Dans une commune où se tenait une conférence d’ecclésiastiques, on vit arriver ventre à terre une estafette expédiée par le préfet du département pour demander à ces messieurs quels candidats ils souhaitaient pour leurs mairies respectives. Je laisse à penser l’effet que doit produire cette déférence des hauts fonctionnaires de l’État envers le clergé sur des paysans qui ont voté l’empire précisément en haine des prêtres et de leur régime.

Au reste, ce n’est pas d’aujourd’hui que les pouvoirs sortis de la Révolution recherchent le concours du clergé. Un ministre de Louis-Philippe se plaignait à lui du choix qu’il avait fait de M. Bouvier pour évêque du Mans. « Sire, disait le ministre, votre M. Bouvier n’est qu’un paysan. — Je le sais, répondit le roi ; mais ce paysan me vaut dix mille baïonnettes. » Est-ce que Mgr Bouvier, par reconnaissance, aurait délié Louis-Philippe ?…

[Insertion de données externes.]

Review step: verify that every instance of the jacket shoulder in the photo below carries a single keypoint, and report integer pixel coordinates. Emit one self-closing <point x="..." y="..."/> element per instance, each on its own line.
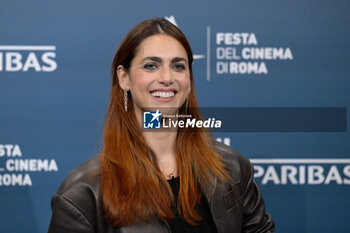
<point x="85" y="175"/>
<point x="237" y="165"/>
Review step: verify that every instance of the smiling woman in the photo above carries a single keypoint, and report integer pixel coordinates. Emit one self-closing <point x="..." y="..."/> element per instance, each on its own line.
<point x="164" y="181"/>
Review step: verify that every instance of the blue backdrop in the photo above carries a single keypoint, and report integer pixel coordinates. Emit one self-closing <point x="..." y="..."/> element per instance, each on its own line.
<point x="55" y="59"/>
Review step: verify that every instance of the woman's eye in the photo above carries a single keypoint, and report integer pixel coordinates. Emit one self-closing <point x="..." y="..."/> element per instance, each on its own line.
<point x="150" y="66"/>
<point x="179" y="67"/>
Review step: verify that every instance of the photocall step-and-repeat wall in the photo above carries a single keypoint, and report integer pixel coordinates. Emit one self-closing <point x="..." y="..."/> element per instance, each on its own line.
<point x="279" y="69"/>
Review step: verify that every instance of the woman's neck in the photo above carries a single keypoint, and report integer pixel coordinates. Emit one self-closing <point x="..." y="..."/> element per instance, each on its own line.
<point x="163" y="146"/>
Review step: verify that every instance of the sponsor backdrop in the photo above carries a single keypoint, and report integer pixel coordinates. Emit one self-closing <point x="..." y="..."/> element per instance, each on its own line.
<point x="282" y="68"/>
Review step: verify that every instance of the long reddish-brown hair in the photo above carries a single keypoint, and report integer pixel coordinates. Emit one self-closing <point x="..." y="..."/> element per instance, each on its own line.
<point x="133" y="188"/>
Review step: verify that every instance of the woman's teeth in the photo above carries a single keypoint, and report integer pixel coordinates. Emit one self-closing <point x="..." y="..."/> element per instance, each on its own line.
<point x="160" y="94"/>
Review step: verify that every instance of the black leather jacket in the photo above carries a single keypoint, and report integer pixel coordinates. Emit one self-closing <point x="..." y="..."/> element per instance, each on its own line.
<point x="239" y="207"/>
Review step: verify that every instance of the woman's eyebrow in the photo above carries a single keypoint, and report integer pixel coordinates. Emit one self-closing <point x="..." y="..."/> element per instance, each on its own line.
<point x="158" y="59"/>
<point x="177" y="59"/>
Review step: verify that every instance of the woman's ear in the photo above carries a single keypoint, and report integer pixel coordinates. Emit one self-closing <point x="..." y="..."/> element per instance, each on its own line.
<point x="123" y="77"/>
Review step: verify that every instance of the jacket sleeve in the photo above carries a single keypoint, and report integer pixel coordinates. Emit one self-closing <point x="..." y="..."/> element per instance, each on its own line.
<point x="66" y="217"/>
<point x="255" y="219"/>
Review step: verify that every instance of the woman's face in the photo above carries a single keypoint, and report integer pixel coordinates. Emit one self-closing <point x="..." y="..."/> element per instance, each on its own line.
<point x="159" y="75"/>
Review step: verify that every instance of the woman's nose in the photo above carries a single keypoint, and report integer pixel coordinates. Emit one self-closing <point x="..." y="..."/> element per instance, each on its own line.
<point x="166" y="77"/>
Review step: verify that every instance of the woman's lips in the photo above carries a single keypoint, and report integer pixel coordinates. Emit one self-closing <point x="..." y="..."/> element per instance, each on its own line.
<point x="163" y="96"/>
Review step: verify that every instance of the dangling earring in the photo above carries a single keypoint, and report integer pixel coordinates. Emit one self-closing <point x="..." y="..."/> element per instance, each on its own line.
<point x="125" y="100"/>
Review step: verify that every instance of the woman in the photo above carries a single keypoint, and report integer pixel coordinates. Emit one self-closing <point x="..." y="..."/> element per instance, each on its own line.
<point x="158" y="181"/>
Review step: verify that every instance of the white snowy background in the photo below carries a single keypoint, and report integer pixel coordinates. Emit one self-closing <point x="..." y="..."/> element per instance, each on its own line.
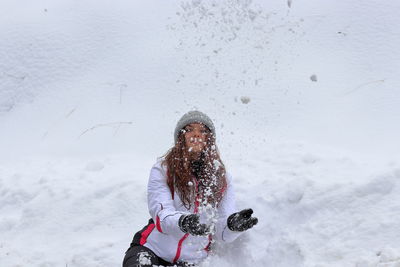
<point x="304" y="95"/>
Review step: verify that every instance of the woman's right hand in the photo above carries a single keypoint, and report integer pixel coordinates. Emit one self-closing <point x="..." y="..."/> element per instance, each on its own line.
<point x="190" y="223"/>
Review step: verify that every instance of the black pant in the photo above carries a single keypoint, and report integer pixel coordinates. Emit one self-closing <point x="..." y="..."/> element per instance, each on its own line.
<point x="141" y="256"/>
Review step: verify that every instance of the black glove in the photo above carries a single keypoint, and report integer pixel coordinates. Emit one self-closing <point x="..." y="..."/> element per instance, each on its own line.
<point x="241" y="221"/>
<point x="191" y="224"/>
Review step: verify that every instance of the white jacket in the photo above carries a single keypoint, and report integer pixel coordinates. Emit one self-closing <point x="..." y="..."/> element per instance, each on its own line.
<point x="165" y="238"/>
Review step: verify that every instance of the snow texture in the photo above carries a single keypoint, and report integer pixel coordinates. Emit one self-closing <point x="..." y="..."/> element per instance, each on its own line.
<point x="304" y="97"/>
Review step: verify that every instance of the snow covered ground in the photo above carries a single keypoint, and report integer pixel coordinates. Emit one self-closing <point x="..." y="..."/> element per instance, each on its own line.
<point x="305" y="100"/>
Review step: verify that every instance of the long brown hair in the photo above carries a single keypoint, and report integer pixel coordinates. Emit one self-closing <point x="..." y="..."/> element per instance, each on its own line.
<point x="211" y="178"/>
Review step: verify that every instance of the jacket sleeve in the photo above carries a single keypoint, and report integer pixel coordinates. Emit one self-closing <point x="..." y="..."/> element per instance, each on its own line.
<point x="226" y="208"/>
<point x="160" y="202"/>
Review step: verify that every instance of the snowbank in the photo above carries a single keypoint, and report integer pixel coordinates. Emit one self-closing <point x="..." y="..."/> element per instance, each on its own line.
<point x="304" y="97"/>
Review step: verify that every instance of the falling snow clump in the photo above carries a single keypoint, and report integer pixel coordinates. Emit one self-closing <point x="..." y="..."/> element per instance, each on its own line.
<point x="245" y="99"/>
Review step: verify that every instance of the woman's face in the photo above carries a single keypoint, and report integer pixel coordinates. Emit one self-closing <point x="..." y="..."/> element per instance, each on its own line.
<point x="195" y="137"/>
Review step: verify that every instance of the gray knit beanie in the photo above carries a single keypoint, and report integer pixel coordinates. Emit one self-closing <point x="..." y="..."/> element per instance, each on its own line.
<point x="193" y="117"/>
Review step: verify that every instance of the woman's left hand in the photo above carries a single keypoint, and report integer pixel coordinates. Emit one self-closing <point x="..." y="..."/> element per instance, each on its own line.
<point x="241" y="221"/>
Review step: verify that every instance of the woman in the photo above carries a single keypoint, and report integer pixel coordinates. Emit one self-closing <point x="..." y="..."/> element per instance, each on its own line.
<point x="190" y="199"/>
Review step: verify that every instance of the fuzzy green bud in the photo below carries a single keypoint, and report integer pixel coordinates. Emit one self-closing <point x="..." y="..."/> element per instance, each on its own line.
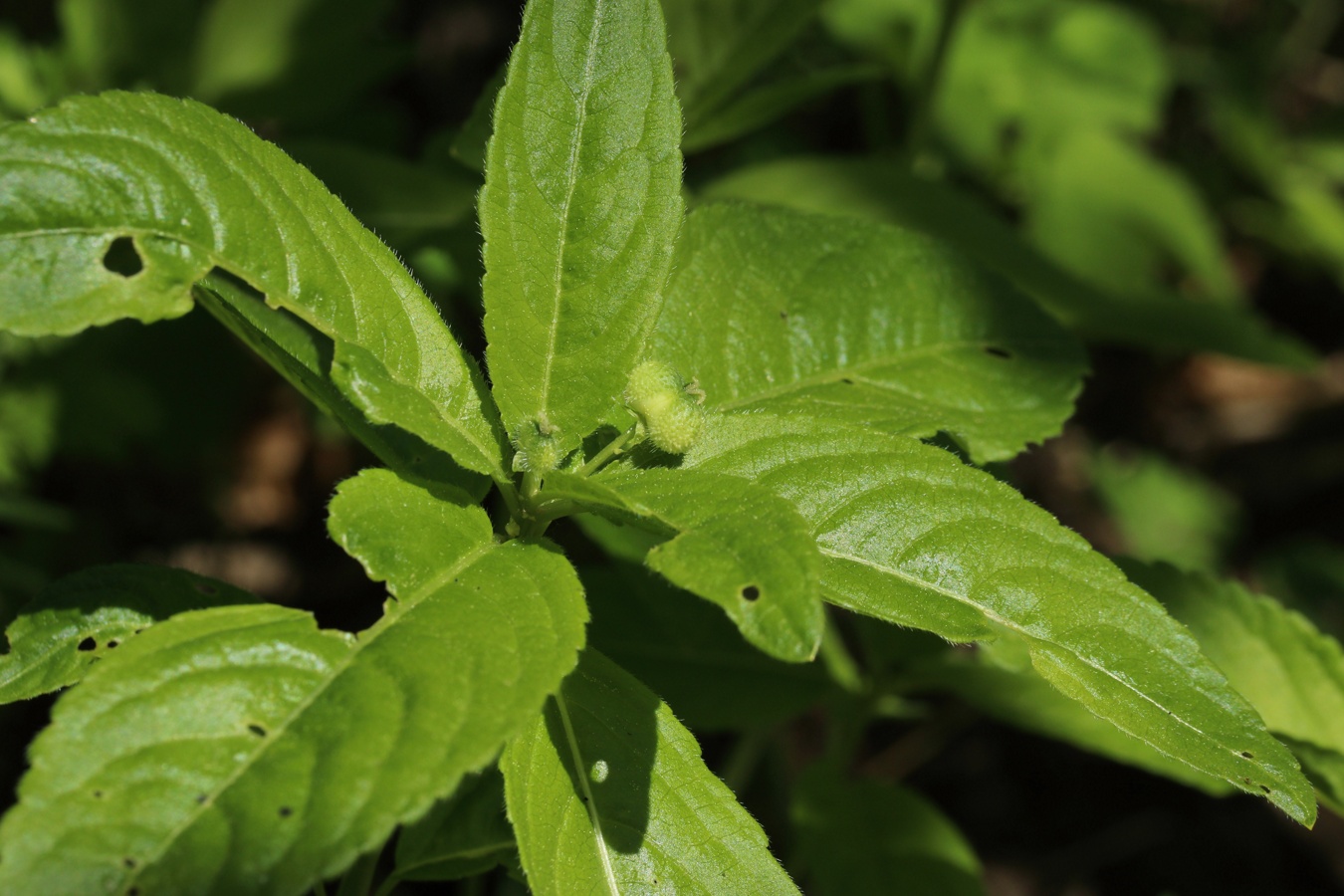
<point x="538" y="448"/>
<point x="667" y="406"/>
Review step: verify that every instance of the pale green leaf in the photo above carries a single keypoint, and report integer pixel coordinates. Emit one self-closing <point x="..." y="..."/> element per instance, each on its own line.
<point x="465" y="834"/>
<point x="1020" y="73"/>
<point x="691" y="656"/>
<point x="1324" y="769"/>
<point x="883" y="189"/>
<point x="579" y="210"/>
<point x="1002" y="683"/>
<point x="1290" y="672"/>
<point x="77" y="621"/>
<point x="871" y="837"/>
<point x="304" y="357"/>
<point x="863" y="324"/>
<point x="258" y="755"/>
<point x="730" y="542"/>
<point x="607" y="794"/>
<point x="719" y="46"/>
<point x="911" y="535"/>
<point x="179" y="189"/>
<point x="394" y="198"/>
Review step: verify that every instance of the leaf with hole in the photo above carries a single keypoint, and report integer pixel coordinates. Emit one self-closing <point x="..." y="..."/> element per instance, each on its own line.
<point x="862" y="324"/>
<point x="729" y="542"/>
<point x="77" y="621"/>
<point x="691" y="656"/>
<point x="607" y="794"/>
<point x="261" y="755"/>
<point x="911" y="535"/>
<point x="194" y="189"/>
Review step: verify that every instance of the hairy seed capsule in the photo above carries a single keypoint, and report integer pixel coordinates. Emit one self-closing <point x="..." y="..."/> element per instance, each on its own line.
<point x="667" y="406"/>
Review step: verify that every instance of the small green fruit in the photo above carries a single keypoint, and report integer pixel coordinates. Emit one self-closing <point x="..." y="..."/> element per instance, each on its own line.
<point x="667" y="406"/>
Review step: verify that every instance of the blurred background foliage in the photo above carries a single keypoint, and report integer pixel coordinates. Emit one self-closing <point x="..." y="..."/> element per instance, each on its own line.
<point x="1164" y="176"/>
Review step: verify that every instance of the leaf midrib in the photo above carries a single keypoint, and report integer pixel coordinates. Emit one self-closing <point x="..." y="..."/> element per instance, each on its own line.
<point x="571" y="176"/>
<point x="1013" y="626"/>
<point x="862" y="368"/>
<point x="398" y="612"/>
<point x="299" y="311"/>
<point x="590" y="802"/>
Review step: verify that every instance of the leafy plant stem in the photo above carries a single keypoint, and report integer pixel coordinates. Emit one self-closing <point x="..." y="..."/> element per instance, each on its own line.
<point x="611" y="450"/>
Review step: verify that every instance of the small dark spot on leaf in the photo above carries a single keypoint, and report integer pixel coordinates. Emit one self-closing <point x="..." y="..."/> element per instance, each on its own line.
<point x="122" y="257"/>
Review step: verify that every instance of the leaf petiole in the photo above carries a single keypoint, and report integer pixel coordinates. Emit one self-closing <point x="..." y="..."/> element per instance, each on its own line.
<point x="611" y="450"/>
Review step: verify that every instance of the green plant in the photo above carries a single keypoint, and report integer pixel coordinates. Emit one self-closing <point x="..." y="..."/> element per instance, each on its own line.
<point x="748" y="392"/>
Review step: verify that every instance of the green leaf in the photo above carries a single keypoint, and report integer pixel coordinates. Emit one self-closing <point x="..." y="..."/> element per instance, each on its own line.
<point x="1290" y="672"/>
<point x="1324" y="769"/>
<point x="607" y="794"/>
<point x="864" y="324"/>
<point x="304" y="357"/>
<point x="258" y="755"/>
<point x="579" y="210"/>
<point x="1120" y="219"/>
<point x="870" y="837"/>
<point x="1002" y="683"/>
<point x="763" y="105"/>
<point x="733" y="543"/>
<point x="690" y="654"/>
<point x="1163" y="511"/>
<point x="722" y="45"/>
<point x="73" y="623"/>
<point x="175" y="189"/>
<point x="463" y="835"/>
<point x="394" y="198"/>
<point x="882" y="189"/>
<point x="913" y="537"/>
<point x="1020" y="73"/>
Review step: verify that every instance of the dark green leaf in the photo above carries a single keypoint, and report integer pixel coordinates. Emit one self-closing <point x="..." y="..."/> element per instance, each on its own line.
<point x="691" y="656"/>
<point x="463" y="835"/>
<point x="579" y="210"/>
<point x="868" y="837"/>
<point x="880" y="189"/>
<point x="913" y="537"/>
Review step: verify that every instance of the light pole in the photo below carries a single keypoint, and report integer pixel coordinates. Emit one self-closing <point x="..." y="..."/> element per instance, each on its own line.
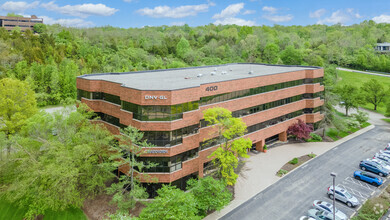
<point x="333" y="175"/>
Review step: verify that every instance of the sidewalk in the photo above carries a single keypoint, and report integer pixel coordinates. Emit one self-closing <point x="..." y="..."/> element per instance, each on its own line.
<point x="260" y="169"/>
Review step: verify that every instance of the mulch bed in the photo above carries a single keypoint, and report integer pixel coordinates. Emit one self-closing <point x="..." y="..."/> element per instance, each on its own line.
<point x="301" y="160"/>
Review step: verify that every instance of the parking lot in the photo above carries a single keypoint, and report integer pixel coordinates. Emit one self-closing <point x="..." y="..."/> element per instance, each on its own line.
<point x="293" y="196"/>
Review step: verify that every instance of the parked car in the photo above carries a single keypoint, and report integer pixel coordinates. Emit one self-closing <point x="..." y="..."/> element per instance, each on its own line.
<point x="321" y="215"/>
<point x="373" y="167"/>
<point x="368" y="177"/>
<point x="306" y="218"/>
<point x="343" y="196"/>
<point x="327" y="207"/>
<point x="383" y="157"/>
<point x="381" y="163"/>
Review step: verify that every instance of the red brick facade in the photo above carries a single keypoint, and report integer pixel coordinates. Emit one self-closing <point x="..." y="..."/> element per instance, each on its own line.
<point x="193" y="117"/>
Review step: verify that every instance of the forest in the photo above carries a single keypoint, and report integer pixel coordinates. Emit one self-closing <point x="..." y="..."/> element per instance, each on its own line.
<point x="51" y="59"/>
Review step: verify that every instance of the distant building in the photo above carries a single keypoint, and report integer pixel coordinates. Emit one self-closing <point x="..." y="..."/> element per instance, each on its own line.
<point x="9" y="23"/>
<point x="382" y="47"/>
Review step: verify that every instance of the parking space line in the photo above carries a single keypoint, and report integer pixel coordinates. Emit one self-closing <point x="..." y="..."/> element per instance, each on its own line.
<point x="363" y="196"/>
<point x="360" y="183"/>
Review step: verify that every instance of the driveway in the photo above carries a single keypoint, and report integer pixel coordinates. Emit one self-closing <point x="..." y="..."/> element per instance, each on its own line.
<point x="259" y="170"/>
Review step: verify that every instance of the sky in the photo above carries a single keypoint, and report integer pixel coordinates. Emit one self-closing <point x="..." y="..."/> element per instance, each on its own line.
<point x="140" y="13"/>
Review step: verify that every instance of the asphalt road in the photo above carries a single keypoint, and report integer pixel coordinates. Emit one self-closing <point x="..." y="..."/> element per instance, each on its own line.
<point x="293" y="196"/>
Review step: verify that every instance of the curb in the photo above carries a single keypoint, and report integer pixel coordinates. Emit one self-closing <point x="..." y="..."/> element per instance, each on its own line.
<point x="336" y="143"/>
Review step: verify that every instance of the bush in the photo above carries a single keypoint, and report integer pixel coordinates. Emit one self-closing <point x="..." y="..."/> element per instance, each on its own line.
<point x="293" y="161"/>
<point x="361" y="117"/>
<point x="352" y="123"/>
<point x="281" y="172"/>
<point x="314" y="138"/>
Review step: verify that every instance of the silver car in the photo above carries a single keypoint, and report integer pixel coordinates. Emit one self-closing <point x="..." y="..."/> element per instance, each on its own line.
<point x="327" y="207"/>
<point x="320" y="215"/>
<point x="343" y="196"/>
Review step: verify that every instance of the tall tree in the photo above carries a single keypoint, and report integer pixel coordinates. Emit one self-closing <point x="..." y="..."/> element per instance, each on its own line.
<point x="129" y="189"/>
<point x="17" y="103"/>
<point x="231" y="147"/>
<point x="374" y="92"/>
<point x="56" y="162"/>
<point x="171" y="204"/>
<point x="349" y="97"/>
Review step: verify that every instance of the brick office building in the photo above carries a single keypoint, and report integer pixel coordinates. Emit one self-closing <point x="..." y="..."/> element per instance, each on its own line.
<point x="167" y="106"/>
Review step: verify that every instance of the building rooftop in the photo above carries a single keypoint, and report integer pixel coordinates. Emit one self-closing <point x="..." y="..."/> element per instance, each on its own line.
<point x="175" y="79"/>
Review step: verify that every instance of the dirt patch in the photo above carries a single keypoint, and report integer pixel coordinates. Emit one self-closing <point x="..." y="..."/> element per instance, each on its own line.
<point x="98" y="207"/>
<point x="288" y="167"/>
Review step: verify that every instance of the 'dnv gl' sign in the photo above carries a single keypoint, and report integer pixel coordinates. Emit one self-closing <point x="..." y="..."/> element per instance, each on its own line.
<point x="161" y="97"/>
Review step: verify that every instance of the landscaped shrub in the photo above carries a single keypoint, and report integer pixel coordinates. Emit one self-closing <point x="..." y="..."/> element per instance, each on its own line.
<point x="314" y="138"/>
<point x="281" y="172"/>
<point x="293" y="161"/>
<point x="352" y="123"/>
<point x="361" y="117"/>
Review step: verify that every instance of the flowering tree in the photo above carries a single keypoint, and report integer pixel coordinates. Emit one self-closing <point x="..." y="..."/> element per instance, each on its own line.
<point x="300" y="130"/>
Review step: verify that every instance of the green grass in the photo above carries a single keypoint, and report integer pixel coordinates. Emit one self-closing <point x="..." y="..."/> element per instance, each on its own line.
<point x="357" y="79"/>
<point x="386" y="119"/>
<point x="9" y="211"/>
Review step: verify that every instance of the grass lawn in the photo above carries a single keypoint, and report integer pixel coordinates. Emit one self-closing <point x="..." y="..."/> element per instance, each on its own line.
<point x="357" y="79"/>
<point x="9" y="211"/>
<point x="386" y="119"/>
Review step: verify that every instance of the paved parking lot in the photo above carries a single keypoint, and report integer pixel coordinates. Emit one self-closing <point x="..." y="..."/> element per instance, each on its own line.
<point x="293" y="196"/>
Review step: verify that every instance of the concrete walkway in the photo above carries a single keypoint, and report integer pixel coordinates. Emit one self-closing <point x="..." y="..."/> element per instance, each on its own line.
<point x="260" y="169"/>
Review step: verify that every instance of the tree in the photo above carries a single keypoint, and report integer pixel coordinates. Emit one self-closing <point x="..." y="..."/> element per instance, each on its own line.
<point x="231" y="147"/>
<point x="183" y="47"/>
<point x="349" y="96"/>
<point x="291" y="56"/>
<point x="373" y="92"/>
<point x="128" y="189"/>
<point x="300" y="130"/>
<point x="17" y="103"/>
<point x="210" y="194"/>
<point x="171" y="203"/>
<point x="39" y="28"/>
<point x="56" y="162"/>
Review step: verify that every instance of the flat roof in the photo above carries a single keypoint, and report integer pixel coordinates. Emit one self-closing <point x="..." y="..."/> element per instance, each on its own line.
<point x="182" y="78"/>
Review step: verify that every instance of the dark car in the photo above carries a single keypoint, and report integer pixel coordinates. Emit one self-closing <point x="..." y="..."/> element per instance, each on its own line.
<point x="373" y="167"/>
<point x="368" y="177"/>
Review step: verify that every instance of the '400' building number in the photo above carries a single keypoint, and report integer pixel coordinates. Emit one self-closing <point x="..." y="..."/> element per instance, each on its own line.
<point x="211" y="88"/>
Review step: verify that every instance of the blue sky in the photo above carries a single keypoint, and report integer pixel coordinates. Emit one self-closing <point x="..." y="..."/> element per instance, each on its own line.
<point x="139" y="13"/>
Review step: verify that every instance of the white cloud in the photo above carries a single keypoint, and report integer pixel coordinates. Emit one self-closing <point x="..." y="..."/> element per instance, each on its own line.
<point x="382" y="19"/>
<point x="318" y="13"/>
<point x="341" y="17"/>
<point x="12" y="6"/>
<point x="279" y="18"/>
<point x="178" y="12"/>
<point x="229" y="11"/>
<point x="82" y="11"/>
<point x="237" y="21"/>
<point x="269" y="9"/>
<point x="76" y="22"/>
<point x="248" y="12"/>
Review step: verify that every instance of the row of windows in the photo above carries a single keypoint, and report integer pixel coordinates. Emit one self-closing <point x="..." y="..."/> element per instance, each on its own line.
<point x="217" y="140"/>
<point x="247" y="92"/>
<point x="169" y="138"/>
<point x="159" y="112"/>
<point x="168" y="164"/>
<point x="174" y="112"/>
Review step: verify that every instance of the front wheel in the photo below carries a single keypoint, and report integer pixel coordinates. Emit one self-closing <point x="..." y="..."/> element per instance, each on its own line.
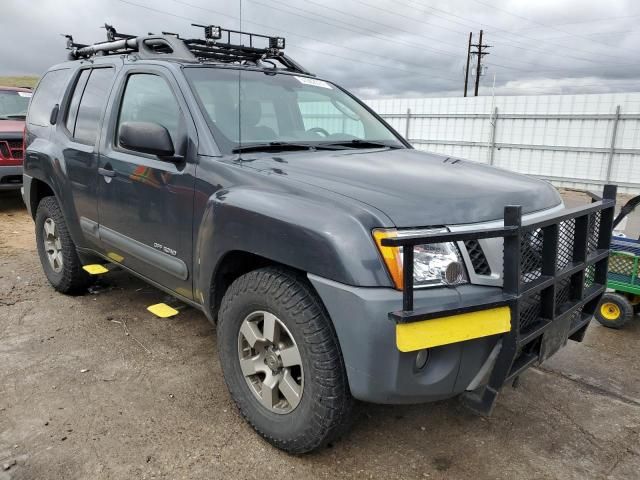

Ainsi, dans le domaine de l’administration comme dans celui des idées, la pensée cléricale se substitue à la pensée libre. Cela ne peut être autrement, si l’on songe que la commune n’est pour le prêtre qu’une contrefaçon de la paroisse, un foyer de schisme où le desservant doit rentrer en vertu du mandat pastoral : Là où sont les brebis, là doit être le pasteur. Mais cela suppose aussi que les brebis sont du tout incapables de penser par elles-mêmes, sans quoi nous voilà forcés de conclure : Suspension de l’esprit public, suspension de la morale.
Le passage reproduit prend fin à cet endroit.